Gesù disse a quei Giudei che gli avevano creduto: «Se rimanete nella mia parola, siete davvero miei discepoli; conoscerete la verità e la verità vi farà liberi». Gli risposero: «Noi siamo discendenti di Abramo e non siamo mai stati schiavi di nessuno. Come puoi dire: “Diventerete liberi”?».
Gesù rispose loro: «In verità, in verità io vi dico: chiunque commette il peccato è schiavo del peccato. Ora, lo schiavo non resta per sempre nella casa; il figlio vi resta per sempre. Se dunque il Figlio vi farà liberi, sarete liberi davvero. So che siete discendenti di Abramo. Ma intanto cercate di uccidermi perché la mia parola non trova accoglienza in voi. Io dico quello che ho visto presso il Padre; anche voi dunque fate quello che avete ascoltato dal padre vostro».
Gli risposero: «Il padre nostro è Abramo». Disse loro Gesù: «Se foste figli di Abramo, fareste le opere di Abramo. Ora invece voi cercate di uccidere me, un uomo che vi ha detto la verità udita da Dio. Questo, Abramo non l’ha fatto. Voi fate le opere del padre vostro».
Gli risposero allora: «Noi non siamo nati da prostituzione; abbiamo un solo padre: Dio!». Disse loro Gesù: «Se Dio fosse vostro padre, mi amereste, perché da Dio sono uscito e vengo; non sono venuto da me stesso, ma lui mi ha mandato».

 

Si può credere veramente in Gesù. Per essere suoi discepoli, però, ci si deve sbarazzare delle proprie convinzioni. Quei Giudei che avevano creduto alle parole del Cristo, di fatto volevano rimanere nella loro presunzione di essere automaticamente nel giusto, per il solo fatto di avere “un diritto di nascita”.
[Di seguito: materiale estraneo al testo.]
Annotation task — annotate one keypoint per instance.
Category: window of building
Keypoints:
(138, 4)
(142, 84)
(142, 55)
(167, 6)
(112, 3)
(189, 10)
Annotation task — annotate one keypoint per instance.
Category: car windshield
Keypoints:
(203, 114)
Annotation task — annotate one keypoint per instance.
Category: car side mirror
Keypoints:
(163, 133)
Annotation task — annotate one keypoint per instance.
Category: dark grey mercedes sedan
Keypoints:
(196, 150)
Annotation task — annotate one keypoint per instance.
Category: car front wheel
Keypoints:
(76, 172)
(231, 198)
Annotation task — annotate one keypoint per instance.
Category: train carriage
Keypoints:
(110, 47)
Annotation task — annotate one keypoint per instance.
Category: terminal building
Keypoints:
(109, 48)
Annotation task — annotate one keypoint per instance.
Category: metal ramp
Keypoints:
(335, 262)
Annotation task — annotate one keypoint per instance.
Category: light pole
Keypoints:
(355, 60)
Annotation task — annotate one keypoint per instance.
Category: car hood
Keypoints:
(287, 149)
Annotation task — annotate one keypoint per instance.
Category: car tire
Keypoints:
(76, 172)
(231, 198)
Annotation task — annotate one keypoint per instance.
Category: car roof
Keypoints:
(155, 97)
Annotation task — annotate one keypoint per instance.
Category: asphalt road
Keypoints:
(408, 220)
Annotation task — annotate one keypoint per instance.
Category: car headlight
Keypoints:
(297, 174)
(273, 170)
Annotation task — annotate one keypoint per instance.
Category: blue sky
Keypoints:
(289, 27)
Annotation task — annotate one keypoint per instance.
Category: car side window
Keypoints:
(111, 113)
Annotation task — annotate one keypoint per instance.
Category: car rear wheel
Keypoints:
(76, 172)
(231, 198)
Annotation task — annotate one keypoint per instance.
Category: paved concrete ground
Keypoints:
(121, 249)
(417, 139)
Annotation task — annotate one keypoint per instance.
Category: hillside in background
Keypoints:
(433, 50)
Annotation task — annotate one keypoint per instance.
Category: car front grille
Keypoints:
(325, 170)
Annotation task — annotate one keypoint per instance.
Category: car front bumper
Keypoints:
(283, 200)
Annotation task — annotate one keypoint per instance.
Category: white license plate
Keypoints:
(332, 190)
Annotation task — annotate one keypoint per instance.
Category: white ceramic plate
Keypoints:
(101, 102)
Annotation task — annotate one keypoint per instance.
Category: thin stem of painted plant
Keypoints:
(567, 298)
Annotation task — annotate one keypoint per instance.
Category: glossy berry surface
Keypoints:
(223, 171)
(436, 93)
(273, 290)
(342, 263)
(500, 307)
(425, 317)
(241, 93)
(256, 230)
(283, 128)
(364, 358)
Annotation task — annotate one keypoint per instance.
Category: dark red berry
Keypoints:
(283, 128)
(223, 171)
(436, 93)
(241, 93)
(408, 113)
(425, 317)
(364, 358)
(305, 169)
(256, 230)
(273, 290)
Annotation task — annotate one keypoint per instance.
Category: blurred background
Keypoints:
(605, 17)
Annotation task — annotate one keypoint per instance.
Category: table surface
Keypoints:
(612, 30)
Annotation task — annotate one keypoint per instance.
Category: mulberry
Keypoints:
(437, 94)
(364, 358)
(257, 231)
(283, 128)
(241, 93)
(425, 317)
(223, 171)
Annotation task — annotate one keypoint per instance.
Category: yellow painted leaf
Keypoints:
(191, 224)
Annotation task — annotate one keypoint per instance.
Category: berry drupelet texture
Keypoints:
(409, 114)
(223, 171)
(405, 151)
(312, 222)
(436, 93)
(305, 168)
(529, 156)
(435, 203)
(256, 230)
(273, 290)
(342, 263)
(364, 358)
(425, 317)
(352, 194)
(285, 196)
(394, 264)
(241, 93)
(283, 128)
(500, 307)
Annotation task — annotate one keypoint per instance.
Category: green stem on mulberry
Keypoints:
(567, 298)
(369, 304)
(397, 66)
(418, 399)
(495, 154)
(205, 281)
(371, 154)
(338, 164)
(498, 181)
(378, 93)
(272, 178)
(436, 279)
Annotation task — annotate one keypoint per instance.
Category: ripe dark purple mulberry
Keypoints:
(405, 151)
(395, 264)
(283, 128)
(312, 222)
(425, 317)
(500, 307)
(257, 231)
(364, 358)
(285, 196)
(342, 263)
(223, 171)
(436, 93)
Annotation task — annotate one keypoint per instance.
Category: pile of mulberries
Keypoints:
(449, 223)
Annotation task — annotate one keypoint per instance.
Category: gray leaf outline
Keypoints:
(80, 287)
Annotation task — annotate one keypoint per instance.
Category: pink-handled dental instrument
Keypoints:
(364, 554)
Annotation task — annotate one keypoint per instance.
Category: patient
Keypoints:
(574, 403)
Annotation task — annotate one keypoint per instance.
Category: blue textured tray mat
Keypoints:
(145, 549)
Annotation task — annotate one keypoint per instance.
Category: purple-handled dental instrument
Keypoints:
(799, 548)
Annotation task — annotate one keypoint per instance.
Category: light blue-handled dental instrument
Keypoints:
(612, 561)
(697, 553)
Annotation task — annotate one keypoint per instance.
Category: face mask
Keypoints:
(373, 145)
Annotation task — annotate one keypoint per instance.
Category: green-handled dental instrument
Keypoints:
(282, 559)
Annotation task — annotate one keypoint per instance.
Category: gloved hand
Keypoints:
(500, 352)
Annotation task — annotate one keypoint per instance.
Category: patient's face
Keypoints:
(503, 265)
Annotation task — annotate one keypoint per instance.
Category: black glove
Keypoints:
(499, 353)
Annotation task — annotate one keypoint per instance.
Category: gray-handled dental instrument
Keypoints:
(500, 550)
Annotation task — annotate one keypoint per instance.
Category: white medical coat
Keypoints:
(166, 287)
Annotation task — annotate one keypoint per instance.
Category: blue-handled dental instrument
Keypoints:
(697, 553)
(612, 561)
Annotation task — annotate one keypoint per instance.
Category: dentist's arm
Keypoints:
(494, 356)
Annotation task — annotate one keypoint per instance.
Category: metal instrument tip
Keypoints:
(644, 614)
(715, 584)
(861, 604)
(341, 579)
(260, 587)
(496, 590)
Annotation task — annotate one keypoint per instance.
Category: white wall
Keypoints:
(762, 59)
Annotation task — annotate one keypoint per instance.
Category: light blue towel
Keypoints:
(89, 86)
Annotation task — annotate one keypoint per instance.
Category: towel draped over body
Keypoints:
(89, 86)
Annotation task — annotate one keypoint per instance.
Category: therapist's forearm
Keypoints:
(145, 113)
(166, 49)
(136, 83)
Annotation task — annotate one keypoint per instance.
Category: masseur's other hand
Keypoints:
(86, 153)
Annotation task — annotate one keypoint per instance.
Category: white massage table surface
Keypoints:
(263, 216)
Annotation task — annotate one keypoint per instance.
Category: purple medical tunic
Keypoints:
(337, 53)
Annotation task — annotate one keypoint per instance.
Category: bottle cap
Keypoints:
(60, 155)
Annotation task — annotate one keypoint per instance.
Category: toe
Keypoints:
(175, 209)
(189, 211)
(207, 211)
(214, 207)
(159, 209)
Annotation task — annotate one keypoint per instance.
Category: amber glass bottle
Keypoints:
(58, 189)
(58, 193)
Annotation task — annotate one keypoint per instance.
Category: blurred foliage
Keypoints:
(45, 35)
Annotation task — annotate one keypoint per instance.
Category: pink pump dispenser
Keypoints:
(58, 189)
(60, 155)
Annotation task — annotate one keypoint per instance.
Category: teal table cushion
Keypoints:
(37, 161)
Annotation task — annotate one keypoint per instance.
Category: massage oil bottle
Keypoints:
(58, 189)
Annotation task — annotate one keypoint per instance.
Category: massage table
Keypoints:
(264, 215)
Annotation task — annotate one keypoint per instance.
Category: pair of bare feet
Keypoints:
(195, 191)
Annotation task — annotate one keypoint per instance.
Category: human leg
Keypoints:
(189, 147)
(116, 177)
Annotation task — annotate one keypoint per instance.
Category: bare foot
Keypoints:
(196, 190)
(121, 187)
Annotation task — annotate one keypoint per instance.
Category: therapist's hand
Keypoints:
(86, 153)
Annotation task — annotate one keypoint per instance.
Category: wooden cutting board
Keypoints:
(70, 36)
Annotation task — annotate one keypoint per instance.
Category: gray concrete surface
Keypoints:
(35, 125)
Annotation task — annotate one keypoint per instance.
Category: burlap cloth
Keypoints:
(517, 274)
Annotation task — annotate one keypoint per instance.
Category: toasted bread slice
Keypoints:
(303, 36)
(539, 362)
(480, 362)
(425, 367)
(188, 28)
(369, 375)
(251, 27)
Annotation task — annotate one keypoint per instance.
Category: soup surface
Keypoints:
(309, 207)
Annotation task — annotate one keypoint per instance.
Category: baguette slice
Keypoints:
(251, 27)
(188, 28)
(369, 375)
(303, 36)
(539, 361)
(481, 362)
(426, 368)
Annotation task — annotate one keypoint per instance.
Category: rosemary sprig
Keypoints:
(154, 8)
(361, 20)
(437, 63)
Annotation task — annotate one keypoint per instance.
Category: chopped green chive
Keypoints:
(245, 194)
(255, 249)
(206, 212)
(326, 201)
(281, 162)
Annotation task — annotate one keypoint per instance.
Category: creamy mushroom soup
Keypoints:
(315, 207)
Noi non siamo mai stati di nessuno, ecco la presunzione dei Giudei. Allo stesso modo noi potremmo ben dire: “Noi siamo cristiani”, e di conseguenza di per sé privilegiati. Ma sono le opere dei giudei e le nostre che dichiarano apertamente e senza possibilità di dubbio chi sia il nostro padre. Siamo figli dell’unico Dio o siamo figli del peccato?

Ora, chi ama Dio e il prossimo come se stesso, in questo novello uomo, che ha abbandonato di sua propria volontà l’uomo vecchio dedito al peccato, verranno il Figlio e il Padre (Sapienza e Amore) e dimoreranno in lui. Ecco che l’uomo dedito a Dio rimane, anzi edifica (nel cuore) il  Tempio ove Dio dimorerà; l’uomo amante del Dio vivente è sempre a casa, perché Dio è con lui e in lui.

Lo schiavo del peccato, invece, non può dominarsi e resistere al peccato; quindi, quando pecca e non usa violenza (con la propria volontà) a se stesso per resistere alle brame carnali, lo schiavo esce dalla casa e va a servire il suo padrone, il peccato, che è “allontanamento da Dio”.

Lo schiavo nella sua cecità interiore può ben dire “Ma io sono cristiano”, come i giudei dissero “il padre nostro è Abramo”, ma è una ben magra consolazione, perché sono le opere, i frutti, che contraddistinguono l’albero. E se l’albero genealogico è marcio, i frutti che ne possono derivare non potranno che essere dannosi alla salute dell’uomo.

Se il nostro padre, che è colui che ci guida, spiritualmente parlando la nostra volontà, è dedita al peccato, anche le opere saranno della stessa specie. Se fossimo veri cristiani, il nostro padre, la nostra volontà, contraddistinguerebbe adeguatamente le nostre opere, che sono “figlie” del nostro comportamento.

Le intenzioni dei Giudei sono cattive, e cercano di uccidere Gesù. A quale volontà danno ascolto, alla propria o a quella del Padre?